Essay - Lyrical Dissonance (Sean Ali)

Lyrical Dissonance
Too often is truly powerful music in our contemporary age judged with either one of two possible criticisms. The first critique takes on the guise of “traditionalism,” and argues that modern music is too dissonant, formless, pessimistic. Such criticisms are like to be heard from the babbling mouths of neo-classicists, students of all kinds, classical musicians, jazz musicians, rock musicians, pop musicians, and a good majority of populist opinion. The second critique is the precise opposite. It is the critique that modern music is still too safe, tonal, harmonic, “pretty,” sentimental. This critique is more often than not made by the supposed “avant-garde” residing in cities the world throughout. Any modern music that allows itself to be influenced by the wealth of the past is derided as being a “traditionalist” and ultimately boring.
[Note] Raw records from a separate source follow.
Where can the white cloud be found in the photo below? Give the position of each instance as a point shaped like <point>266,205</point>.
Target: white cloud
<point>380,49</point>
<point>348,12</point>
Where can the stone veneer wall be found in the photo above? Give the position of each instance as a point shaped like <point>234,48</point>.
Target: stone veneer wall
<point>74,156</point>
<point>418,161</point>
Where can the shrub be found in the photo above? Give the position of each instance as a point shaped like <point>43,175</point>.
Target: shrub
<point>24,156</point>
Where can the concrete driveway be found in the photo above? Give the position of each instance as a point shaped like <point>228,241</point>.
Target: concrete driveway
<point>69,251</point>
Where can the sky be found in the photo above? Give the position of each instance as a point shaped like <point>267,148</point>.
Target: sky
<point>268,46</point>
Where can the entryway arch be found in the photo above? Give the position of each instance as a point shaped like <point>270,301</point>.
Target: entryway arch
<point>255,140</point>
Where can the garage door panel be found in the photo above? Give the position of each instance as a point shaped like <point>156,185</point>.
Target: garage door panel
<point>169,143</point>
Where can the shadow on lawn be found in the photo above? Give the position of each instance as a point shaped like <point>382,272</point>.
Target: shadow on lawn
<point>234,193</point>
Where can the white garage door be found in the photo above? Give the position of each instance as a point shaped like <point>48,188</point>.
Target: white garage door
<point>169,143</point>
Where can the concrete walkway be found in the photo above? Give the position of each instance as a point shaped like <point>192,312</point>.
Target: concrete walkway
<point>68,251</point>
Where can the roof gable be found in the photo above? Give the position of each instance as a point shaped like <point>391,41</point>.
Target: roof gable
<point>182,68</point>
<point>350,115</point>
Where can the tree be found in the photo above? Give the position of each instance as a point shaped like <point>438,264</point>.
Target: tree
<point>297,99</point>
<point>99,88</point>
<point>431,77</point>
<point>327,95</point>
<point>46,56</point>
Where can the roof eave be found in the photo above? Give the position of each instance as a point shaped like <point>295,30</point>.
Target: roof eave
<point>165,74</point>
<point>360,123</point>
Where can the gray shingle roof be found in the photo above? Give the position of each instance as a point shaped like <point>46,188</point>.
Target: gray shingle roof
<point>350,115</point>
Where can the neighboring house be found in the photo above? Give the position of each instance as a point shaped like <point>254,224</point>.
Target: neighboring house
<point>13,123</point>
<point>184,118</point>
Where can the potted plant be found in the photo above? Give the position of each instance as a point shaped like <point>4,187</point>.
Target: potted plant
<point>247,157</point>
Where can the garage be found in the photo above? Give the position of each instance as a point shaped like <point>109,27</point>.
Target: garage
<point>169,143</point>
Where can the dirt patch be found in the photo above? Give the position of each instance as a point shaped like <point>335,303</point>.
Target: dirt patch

This latter critique is particularly alarming because the very element often interpreted as “sentimental,” is nothing other than a music that shares emotion with expressivity when it is being performed.  The current so-called “avant-garde” in America now wishes to degrade the human to a piece of functioning machinery.
          Too often are musicians and composers with true talent thrust into the narrow space that separates these opinions, both of which are grounded in nothing more than a loyalty to ideology.
           Our age is such that the only true musician is one who is “lyrically dissonant.” Lyrical dissonance is the skill possessed by a few noble musicians that do not succumb to either force. Most musicians, when confronted with the absurdity of the paradox, will break down, lose their strength, and pick a side. Musicians who cannot bear the necessity to be a dissonant musician will turn into the kind of players that approaches music through such preconceived notions as genre, style, idiosyncratic accuracy, and so on. Musicians who cannot bear the burden of being lyrical will succumb to soft avant-gardism and play only formless noise under the pretense that it’s being ironic or meaningless gives it a reason to be called art.
           Lyrical dissonance stands in opposition to the “binary forms of nihilism.”[i] For in fact, there is a great necessity to utilize dissonance and tension for it is the state of the modern world. To banish dissonance from music is to banish humanity. To cast out lyricism is to cast out the effort to make coherent the inner turmoil of the human soul. Lyricism is the redemption of the suffering human soul; it is beauty.